A 79-year-old man was found to have thickening of the right ureter during staging investigations for a Dukes' A rectal adenocarcinoma. Ureteroscopy revealed a grade 3 transitional cell carcinoma of the distal right ureter as well as a suspicious lung nodule. The primary ureteric tumour was deemed inoperable and the patient was referred to oncology for consideration of systemic treatment. His medical history consisted of chronic obstructive pulmonary disease, osteoarthritis and hypertension. He had a right-sided ureteric stent in situ with established right kidney cortical atrophy and borderline creatinine clearance.
He was not considered suitable for cisplatin-based chemotherapy (the current standard of care for advanced urothelial cancer); he therefore received six cycles of carboplatin/gemcitabine, with partial response. Fifteen months later he developed progressive metastasis in the upper lobe of the right lung. He entered an early phase clinical trial with the anti-programmed cell death protein 1 (PD-1) antibody nivolumab.
Early in the treatment he developed grade 1 pruritus, managed with topical steroids, and a grade 3 asymptomatic amylase rise that subsequently resolved without intervention. His disease remained stable for 10 months, when a CT scan revealed evolving mediastinal and abdominal lymphadenopathy. In the absence of new clinical findings and/or unacceptable toxicity, treatment was continued based on the possibility that the new lymphadenopathy could be attributed to pseudo-progression. At the same time he complained of small joint arthralgia in both hands, which was adequately managed with analgesia.

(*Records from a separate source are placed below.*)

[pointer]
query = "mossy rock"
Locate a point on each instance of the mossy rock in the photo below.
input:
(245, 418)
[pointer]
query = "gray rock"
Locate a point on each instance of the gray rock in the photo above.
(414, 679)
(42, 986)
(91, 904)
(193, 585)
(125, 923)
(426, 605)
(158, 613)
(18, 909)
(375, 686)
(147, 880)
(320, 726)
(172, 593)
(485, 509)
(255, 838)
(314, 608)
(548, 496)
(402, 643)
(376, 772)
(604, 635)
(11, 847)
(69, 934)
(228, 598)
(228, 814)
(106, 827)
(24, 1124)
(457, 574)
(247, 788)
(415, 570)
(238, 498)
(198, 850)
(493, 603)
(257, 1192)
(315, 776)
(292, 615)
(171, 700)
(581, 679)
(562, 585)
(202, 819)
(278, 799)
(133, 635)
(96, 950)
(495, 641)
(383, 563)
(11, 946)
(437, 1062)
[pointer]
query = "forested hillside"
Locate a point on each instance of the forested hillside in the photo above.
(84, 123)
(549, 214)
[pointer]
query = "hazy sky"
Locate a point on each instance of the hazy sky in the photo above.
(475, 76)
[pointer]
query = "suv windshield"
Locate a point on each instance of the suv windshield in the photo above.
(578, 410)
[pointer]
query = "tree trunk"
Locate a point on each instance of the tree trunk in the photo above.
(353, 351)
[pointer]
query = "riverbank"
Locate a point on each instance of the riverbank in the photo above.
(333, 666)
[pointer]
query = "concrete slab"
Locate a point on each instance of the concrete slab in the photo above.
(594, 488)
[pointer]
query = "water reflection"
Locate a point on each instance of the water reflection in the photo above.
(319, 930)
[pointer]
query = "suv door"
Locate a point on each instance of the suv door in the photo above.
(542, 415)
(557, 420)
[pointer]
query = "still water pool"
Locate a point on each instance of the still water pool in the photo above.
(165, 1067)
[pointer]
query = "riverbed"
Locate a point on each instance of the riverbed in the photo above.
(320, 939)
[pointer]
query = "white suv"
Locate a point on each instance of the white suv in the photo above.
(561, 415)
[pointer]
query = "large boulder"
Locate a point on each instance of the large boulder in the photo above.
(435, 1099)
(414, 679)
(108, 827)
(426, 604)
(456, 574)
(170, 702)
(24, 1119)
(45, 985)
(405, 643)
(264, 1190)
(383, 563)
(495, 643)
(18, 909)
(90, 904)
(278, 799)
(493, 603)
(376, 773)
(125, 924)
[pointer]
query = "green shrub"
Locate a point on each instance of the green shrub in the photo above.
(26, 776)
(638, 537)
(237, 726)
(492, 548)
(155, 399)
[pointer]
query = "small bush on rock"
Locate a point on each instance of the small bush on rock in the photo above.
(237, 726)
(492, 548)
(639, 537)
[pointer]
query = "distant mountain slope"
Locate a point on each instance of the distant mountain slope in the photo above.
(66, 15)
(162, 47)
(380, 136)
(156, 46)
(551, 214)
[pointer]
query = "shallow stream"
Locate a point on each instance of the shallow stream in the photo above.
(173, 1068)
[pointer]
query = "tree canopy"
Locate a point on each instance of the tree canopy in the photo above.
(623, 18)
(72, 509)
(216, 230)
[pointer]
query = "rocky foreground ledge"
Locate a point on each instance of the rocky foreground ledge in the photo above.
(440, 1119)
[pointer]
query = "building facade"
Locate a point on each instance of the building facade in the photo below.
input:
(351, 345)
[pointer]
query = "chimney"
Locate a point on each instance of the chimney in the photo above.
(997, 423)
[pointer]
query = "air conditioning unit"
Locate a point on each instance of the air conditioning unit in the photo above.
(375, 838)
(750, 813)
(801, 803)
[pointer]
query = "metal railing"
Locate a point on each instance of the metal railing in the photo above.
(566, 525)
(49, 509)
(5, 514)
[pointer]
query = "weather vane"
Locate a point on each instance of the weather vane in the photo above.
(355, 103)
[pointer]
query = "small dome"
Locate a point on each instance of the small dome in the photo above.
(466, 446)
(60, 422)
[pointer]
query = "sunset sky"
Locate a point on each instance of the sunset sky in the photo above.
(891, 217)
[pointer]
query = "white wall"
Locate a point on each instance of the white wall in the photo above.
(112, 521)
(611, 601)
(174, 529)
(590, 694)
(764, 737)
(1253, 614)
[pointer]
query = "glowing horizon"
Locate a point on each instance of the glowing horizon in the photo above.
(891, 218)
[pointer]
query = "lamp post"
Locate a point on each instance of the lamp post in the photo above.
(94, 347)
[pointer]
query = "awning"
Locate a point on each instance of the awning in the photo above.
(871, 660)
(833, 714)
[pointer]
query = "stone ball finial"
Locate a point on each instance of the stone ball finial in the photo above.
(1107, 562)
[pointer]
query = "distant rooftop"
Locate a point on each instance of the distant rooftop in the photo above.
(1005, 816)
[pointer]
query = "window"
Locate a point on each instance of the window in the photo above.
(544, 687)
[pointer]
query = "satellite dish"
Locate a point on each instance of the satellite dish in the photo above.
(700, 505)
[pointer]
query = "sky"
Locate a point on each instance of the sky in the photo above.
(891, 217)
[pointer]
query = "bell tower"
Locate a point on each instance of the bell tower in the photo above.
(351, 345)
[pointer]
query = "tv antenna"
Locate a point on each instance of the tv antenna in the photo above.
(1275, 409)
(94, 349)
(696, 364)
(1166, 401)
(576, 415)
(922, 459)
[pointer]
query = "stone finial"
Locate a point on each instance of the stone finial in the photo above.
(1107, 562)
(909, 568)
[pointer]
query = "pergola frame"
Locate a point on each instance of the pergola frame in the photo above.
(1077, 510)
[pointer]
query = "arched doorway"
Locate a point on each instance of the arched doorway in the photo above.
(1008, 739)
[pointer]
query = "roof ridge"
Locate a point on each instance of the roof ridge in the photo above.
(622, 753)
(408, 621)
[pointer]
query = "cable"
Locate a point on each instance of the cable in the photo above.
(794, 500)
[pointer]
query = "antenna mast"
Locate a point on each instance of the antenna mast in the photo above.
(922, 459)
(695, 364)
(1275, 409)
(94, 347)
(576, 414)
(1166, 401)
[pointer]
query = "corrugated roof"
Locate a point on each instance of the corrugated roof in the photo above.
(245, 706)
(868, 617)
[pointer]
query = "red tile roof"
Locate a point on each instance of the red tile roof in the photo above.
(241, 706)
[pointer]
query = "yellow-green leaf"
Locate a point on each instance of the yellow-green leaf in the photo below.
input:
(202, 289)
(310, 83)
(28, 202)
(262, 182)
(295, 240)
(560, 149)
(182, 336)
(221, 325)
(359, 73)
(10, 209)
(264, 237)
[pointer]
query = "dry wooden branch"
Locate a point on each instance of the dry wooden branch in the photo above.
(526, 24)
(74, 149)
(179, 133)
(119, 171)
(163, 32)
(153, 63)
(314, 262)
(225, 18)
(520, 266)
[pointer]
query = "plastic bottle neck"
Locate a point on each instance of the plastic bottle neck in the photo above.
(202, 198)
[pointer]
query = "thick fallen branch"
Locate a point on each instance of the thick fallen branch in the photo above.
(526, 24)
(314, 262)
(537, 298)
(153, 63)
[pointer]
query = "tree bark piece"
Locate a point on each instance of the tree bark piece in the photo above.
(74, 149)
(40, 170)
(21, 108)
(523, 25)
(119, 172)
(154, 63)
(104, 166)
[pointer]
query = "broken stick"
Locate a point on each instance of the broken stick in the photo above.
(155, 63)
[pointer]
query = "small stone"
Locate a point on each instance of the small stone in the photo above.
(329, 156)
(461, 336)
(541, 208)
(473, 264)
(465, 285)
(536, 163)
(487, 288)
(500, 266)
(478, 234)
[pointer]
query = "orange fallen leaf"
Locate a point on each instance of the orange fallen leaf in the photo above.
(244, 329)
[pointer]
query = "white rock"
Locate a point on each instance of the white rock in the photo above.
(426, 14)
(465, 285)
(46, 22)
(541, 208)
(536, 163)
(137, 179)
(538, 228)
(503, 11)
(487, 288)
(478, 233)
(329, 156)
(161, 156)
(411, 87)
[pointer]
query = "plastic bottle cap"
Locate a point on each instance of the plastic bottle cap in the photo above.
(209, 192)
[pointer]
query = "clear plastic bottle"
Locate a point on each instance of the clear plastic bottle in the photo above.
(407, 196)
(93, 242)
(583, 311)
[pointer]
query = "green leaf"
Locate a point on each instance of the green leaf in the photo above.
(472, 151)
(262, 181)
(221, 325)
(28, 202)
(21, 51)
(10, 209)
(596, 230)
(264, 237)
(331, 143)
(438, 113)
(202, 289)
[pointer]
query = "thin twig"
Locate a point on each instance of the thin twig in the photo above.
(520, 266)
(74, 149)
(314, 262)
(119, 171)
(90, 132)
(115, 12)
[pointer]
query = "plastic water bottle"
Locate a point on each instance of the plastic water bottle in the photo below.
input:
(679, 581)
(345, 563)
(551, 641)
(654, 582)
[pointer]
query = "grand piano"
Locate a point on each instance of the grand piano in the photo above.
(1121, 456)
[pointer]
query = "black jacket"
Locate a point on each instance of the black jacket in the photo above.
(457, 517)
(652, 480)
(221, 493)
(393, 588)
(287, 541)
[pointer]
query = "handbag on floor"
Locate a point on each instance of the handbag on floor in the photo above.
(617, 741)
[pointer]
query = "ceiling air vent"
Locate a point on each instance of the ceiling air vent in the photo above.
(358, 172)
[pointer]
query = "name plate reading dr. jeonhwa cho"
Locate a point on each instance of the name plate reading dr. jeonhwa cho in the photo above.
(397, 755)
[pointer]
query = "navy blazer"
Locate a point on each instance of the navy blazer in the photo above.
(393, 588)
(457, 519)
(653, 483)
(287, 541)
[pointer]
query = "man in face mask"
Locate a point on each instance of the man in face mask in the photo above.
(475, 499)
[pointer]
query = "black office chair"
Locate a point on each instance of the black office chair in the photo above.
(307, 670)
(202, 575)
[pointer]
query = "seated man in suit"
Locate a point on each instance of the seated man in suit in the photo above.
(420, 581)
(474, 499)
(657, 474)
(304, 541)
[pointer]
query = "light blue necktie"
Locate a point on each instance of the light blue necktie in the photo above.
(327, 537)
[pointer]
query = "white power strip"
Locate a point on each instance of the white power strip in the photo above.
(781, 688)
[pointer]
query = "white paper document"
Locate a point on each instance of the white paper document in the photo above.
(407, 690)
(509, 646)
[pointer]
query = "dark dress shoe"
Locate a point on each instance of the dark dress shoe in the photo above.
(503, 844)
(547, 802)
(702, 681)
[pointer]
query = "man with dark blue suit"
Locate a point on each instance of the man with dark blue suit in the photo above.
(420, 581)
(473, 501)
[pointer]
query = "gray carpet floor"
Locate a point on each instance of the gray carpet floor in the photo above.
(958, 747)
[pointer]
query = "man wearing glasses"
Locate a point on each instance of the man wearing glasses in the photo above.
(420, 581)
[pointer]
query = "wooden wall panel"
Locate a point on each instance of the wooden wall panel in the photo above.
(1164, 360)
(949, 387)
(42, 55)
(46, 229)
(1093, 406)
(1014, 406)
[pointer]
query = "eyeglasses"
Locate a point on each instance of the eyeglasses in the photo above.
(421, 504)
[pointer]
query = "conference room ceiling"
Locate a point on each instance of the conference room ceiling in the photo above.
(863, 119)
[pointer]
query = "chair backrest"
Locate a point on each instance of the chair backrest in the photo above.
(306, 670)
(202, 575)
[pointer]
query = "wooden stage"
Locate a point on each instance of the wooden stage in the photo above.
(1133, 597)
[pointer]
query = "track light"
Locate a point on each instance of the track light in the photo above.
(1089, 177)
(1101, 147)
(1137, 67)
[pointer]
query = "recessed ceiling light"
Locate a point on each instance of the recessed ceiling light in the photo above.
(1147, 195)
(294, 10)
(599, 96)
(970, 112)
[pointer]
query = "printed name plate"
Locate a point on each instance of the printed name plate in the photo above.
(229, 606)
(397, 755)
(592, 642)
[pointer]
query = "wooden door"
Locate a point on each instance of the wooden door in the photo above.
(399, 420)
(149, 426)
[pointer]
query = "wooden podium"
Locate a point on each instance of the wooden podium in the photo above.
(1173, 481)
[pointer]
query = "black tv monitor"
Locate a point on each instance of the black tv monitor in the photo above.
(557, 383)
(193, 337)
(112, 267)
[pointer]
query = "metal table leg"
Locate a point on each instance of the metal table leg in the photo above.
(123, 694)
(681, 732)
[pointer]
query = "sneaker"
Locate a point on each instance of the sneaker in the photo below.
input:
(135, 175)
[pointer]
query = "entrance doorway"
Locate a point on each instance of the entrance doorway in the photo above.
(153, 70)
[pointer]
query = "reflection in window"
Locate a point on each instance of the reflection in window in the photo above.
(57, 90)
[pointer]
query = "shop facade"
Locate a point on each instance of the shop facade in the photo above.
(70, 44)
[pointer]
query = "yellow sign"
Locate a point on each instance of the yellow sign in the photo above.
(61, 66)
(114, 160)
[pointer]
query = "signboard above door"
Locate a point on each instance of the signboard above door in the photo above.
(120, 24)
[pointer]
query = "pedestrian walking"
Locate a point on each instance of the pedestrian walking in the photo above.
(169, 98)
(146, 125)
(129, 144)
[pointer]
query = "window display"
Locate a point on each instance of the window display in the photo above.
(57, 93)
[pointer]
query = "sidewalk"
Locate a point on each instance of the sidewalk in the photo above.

Over the next 18 months the size of mediastinal and abdominal lymphadenopathy fluctuated by a few millimetres, while the primary tumour remained stable throughout; the anti-PD-1 antibody was continued. Twenty-eight months after starting treatment the patient presented with an eruption of a pruritic, scaly rash on his arms and legs with purple plaques on his back (Figure 19.1). A skin biopsy was obtained but, before the results were available, he was admitted with symptomatic hypercalcaemia (corrected calcium 3 mmol/l [normal range 2.20–2.60 mmol/l]). The biopsy results showed granulomatous dermatitis in the superficial dermis with negative stains for mycobacteria and negative stains for fungal infection. The changes were pathognomonic of cutaneous sarcoidosis. CT imaging of the chest showed reticulonodular lung parenchymal changes consistent with interstitial lung disease (Figure 19.2).
The combination of interstitial lung changes, cutaneous sarcoidosis and hypercalcaemia established the diagnosis of systemic sarcoidosis. All changes resolved with the withdrawal of nivolumab; the patient's cancer remained stable when last seen 6 months after discontinuation of immunotherapy.
On what basis was the patient deemed unsuitable for first line cisplatin-based chemotherapy, and what is the evidence behind the use of platinum/gemcitabine in urothelial cancer?
What is the role of nivolumab and other immunotherapeutic agents in the second line treatment of urothelial cancer?
What are the commonest toxicities associated with anti-PD-1 antibodies, and what is the mainstay of their treatment?
How common is sarcoidosis with anti-PD-1 treatment, and how does it present?